Finalmente, con respecto al poder de la arquitectura, los múltiples significados y las interpretaciones en conflicto del objeto arquitectónico necesitan ser reconocidos no como malas interpretaciones indeseables y accidentes de percepción, sino como interacciones extrañas, pero reales, entre objetos. Debido a que las interacciones entre los objetos son irreductibles a un conjunto finito de relaciones discernibles, las interacciones son impredecibles y extrañas. El “significado” entendido como una consecuencia de la interacción no puede ser criticado en términos de la interacción apropiada e inadecuada. La multiplicación de la significación a través de la interacción de objetos extraños señala de nuevo lo que se puede pensar como un pensamiento muy antiguo: que el poder misterioso del objeto arquitectónico persiste más allá de lecturas o interpretaciones individuales.

El compromiso de la autoridad del arquitecto y la disminución del poder de la arquitectura a través de la disolución del objeto arquitectónico en un campo de relaciones discernibles parecen ser una herida accidental y autoinfligida.
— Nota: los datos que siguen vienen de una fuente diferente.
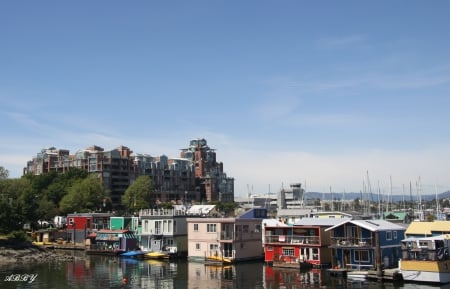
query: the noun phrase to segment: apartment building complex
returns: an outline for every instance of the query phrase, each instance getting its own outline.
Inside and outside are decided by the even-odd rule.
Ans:
[[[120,206],[123,193],[142,175],[151,178],[154,197],[161,202],[234,200],[234,179],[223,171],[223,163],[217,162],[215,150],[205,139],[191,140],[178,158],[136,154],[125,146],[109,151],[91,146],[75,154],[51,147],[28,161],[24,174],[64,173],[70,168],[97,174],[114,207]]]

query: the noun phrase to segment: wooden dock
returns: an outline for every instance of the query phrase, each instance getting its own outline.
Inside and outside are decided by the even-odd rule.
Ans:
[[[399,269],[384,269],[381,274],[376,270],[369,270],[367,279],[388,282],[402,282],[403,276]]]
A través del deseo sincero de ser más en el mundo, la arquitectura puede haberse alejado accidentalmente de los objetos muy reales justo enfrente, incluyendo el objeto arquitectónico en sí. Las implicaciones completas de esta ontología naciente aún no han sido consideradas. Por lo menos, sin embargo, parece haber fuertes razones para considerar nuevamente el significado del objeto arquitectónico y reflexionar sobre su extrañeza.